Dalam Perpres Roadmap E-Commerce, hanya disebutkan pada Februari 2018 pemerintah, dalam hal ini Menteri Koordinator Bidang Perekonomian, merealisasikan inisiasi persamaan perlakuan perpajakan atas pelaku e-commerce asing dan lokal sesuai ketentuan yang berlaku.

Tidak hanya soal persamaan perlakukan dan insentif untuk investor, dalam aturan juga disebutkan inisiasi penyederhanaan pemenuhan kewajiban perpajakan. Inisiasi ini menyebutkan arahan kepada pemerintah untuk menyederhanakan tata cara perpajakan bagi pelaku usaha e-commerce dengan omzet di bawah Rp4,8 miliar per tahun.

Pekerjaan berat

Ketua Umum idEA Aulia E. Marinto melanjutkan terbitnya aturan ini menjadi awalan untuk melanjutkan pekerjaan berikutnya mewujudkan Indonesia sebagai ekonomi digital terbesar di Asia Tenggara senilai US$130 miliar pada 2020.

“Kita bekerja saja. Harus dicoba dan optimis untuk mencapai itu,” terang Aulia.

Meski begitu, prediksi tersebut bisa saja direvisi. Pasalnya angka tersebut masih sebatas proyeksi saja.

“Kita fokusnya potensi itu belum tereksplorasi. Yang sekarang [data valid] saja belum terungkap. Soal angka itu bisa revisi lagi. Tapi mengatakan angka itu sudah menggambarkan potensi, that’s good.”
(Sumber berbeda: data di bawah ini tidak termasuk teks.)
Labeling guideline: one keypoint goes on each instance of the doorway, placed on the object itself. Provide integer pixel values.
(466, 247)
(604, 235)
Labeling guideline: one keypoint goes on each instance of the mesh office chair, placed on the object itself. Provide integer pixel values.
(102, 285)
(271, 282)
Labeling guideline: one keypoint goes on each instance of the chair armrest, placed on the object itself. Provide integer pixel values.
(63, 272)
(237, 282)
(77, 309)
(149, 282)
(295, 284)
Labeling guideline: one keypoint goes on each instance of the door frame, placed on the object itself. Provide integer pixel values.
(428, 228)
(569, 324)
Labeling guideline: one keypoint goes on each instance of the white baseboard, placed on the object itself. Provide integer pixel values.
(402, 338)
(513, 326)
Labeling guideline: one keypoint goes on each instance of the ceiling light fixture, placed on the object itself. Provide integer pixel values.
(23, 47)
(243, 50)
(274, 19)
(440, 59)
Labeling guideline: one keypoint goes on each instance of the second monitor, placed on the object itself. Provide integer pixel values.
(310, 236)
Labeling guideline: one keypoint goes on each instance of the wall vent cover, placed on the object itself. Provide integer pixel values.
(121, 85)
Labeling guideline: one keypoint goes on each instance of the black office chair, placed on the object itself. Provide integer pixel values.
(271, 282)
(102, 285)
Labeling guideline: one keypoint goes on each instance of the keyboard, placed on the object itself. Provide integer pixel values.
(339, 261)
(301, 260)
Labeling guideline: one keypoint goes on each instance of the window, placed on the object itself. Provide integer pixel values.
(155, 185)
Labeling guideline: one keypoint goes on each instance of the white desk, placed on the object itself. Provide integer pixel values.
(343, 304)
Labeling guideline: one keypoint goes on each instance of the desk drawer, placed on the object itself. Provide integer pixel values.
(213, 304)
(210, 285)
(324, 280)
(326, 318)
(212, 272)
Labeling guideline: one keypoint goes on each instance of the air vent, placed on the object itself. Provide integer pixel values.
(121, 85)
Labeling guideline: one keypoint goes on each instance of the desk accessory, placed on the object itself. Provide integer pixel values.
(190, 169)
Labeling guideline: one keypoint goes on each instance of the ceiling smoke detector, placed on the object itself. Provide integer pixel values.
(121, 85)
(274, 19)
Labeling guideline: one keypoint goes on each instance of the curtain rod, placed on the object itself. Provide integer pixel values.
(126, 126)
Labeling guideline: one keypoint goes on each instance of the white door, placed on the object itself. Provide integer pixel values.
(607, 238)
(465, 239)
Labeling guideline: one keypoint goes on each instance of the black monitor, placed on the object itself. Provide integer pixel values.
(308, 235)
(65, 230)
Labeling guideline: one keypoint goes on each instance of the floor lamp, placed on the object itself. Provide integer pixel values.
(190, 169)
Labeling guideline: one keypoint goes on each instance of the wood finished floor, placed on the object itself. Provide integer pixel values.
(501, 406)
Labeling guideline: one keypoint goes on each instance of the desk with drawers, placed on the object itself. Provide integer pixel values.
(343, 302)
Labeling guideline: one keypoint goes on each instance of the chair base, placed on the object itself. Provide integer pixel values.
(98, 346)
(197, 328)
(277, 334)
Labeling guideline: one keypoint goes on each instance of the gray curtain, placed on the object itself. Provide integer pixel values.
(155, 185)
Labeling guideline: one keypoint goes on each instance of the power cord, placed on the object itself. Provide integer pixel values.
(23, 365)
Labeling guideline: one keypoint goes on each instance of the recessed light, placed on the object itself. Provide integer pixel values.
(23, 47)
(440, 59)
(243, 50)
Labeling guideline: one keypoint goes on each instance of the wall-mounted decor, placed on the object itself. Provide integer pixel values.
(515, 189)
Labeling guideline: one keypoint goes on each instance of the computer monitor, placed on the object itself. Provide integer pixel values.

Untuk itu dia mendorong seluruh pihak saling sinkron satu sama lain, agar aturan turunan yang dilahirkan dari perpres tidak merugikan salah satu pihak saja.

Perpres Roadmap E-commerce, Cara Baru Pemerintah Buat Kejelasan Aturan

Pemerintah akhirnya melakukan terobosan baru dalam membuat aturan untuk mewujudkan target Indonesia sebagai negara ekonomi digital terbesar di Asia Tenggara pada 2020 dengan nilai US$130 miliar, tertuang dalam Peraturan Presiden No. 74/2017 tentang Peta Jalan Sistem Perdagangan Nasional Berbasis Elektronik (Roadmap E-Commerce) Tahun 2017-2019.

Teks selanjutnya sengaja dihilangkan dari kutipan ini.